Risk & Economy » Autumn budget 2017 business round-up

“A future that will be full of change, full of challenges and above all full of new opportunities”, so said Philip Hammond, as he began reading the Autumn Budget.

But, aside from cutting stamp duty for first-time buyers or investing in electric and driverless car charging infrastructure, there seems to be minimal change for the good, a lot of challenges and scant opportunities.

The Office for Budget Responsibility (OBR) has downgraded the UK economy’s growth forecast for the next few years, to 1.5% this year, which is down from the 2% predicted in the Spring Budget, 1.4% 2018 and 1.3 in 2019-20, only expecting it to grow again to 1.5% growth in 2020.

 

Brexit

The Chancellor has pledged to allocate £3billion for Brexit preparations over the next two years ‘to prepare for every possible outcome.’

R&D

Hammond has committed to invest an extra £2.3billion in research and development as part of the government’s Industrial Strategy, which the Chancellor said represented “The first strides towards the ambition of our industrial strategy to drive up R&D investment across the economy to 2.4% of GDP.”

North Sea oil

Hammond has announced a tax break for transfers of North Sea oil and gas fields, from next year, offering transferrable tax histories for oil and gas fields in the North Sea.

EIS

£20billion has been promised in investment in UK knowledge and scale up businesses, to be seeded with £2.5billion of public money, and Hammond said “we stand ready to step in to replace European investment fund lending if necessary.”

Income tax

Personal tax free allowance will increase to £11,850, from the current £11,000, although it was already due to go up to £11,5000. The higher threshold for tax will go up from £45,000 to £46,350.

VAT

The VAT threshold will be kept at £85,000 for the next two years, and the Chancellor said: “I will consult on whether its design could better incentivise growth and in the meantime we will maintain it at its current level of £85,000 for the next two years.”

Business rates

Some key changes that business lobby groups were pushing for have come through, as it was announced that business rate revaluations are to take place every three years and the switch from using the Retail Price Index to the Consumer Price Index will be brought forward by two years, to 2018. It is thought the move is worth £2.3billion to businesses over the next five years.

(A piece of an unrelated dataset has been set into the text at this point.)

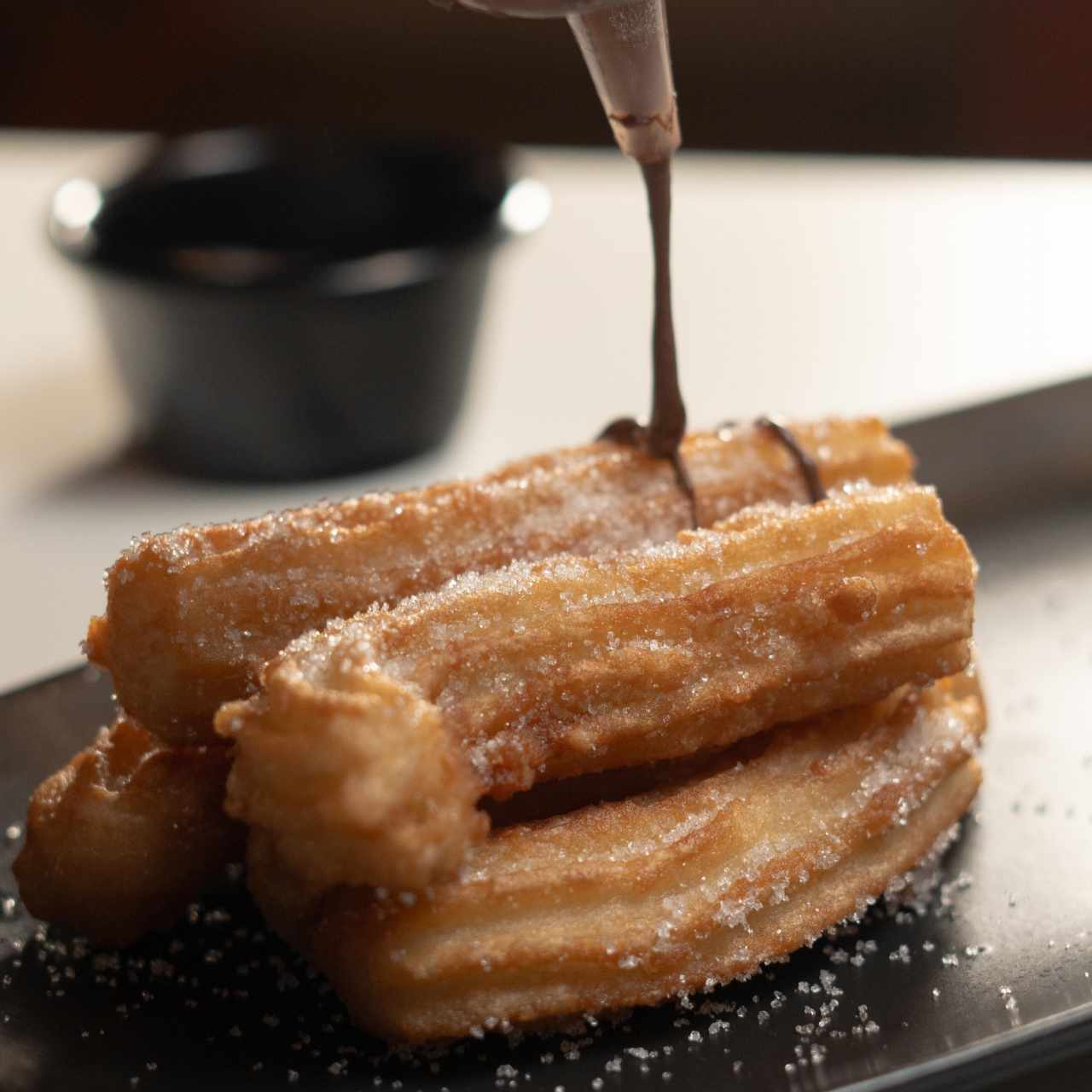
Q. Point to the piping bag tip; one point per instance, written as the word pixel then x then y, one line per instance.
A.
pixel 627 51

The Chancellor also addressed the ‘staircase tax’ and has extended the £1000 discount to pubs with a rateable value of less than £100,000 to March 2019.

Offshore tax

There is to be a crackdown on digital businesses that avoid tax, in response to the Paradise Papers leak.

From April 2019Companies such as Amazon, Google and Apple will have to pay royalties that are related to UK sales, even when paid to low tax jurisdiction, but it is predicted to raise just £200million. The Chancellor said: “”This does not solve the problem… …but it does send a signal of our determination.”